The performance of Reading, Cambridge and several other southern cities illustrates the importance of sectors in determining growth prospects in the short to medium-term. The report forecasts that the GVA of the information and communications sector and professional services sector will grow by 3.5% and 3.4% per year, respectively, over the next three years.

In contrast, manufacturing is only expected to grow by 1% over the same period. This translates into a strong performance for Reading, where the information & communications sector accounts for more than twice as large a share of GVA as the national average. Over 50% of Cambridge’s growth in the next 3 years is also forecast to come from Information and Communications Technology (ICT) and professional services.

Mark Gregory comments: “The Government’s recently published proposals for the UK’s industrial strategy are a welcome development and demonstrate how sectors will be key drivers of both productivity and the economy as a whole. The focus on manufacturing will help support many regions and cities that are located outside of the South East. Other capital intensive industries such as machinery, electronics, food and drink, and chemicals all offer opportunities to boost exports and to substitute imports - something that is more urgent following the fall in the value of sterling.

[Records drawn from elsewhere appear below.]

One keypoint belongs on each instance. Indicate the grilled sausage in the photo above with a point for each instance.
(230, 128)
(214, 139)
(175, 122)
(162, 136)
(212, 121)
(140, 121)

“It is also clear that technology will be a key component of UK growth, both within the information & communication sectors and across other sectors of the economy such as advanced manufacturing. Support for Artificial Intelligence is a good first step but a broader approach to digital technology to include, amongst others, virtual reality, Fintech, analytics and 3D printing is essential.”

Public and private investment required to boost manufacturing

The technological revolution in manufacturing will create new opportunities for growth especially in the North and Midlands but exploiting this opportunity will require significant investment.

Mark Gregory concludes: “The UK has to view geographic rebalancing as a key component to the process of transforming the economy. However the scale of the challenge should not be underestimated. With the requirements to prepare for Brexit, position for technological change and maintain its competitiveness, the UK needs to invest more than it has done for some time – robots will not buy themselves.

“To achieve a level of business investment that would put the UK on an equal footing with the G7 average would require an increase of around £50b a year. The Industrial Strategy is a good first step but more public resources will be required to create the economic platform needed to stimulate a significant boost to capital spending by business capital.”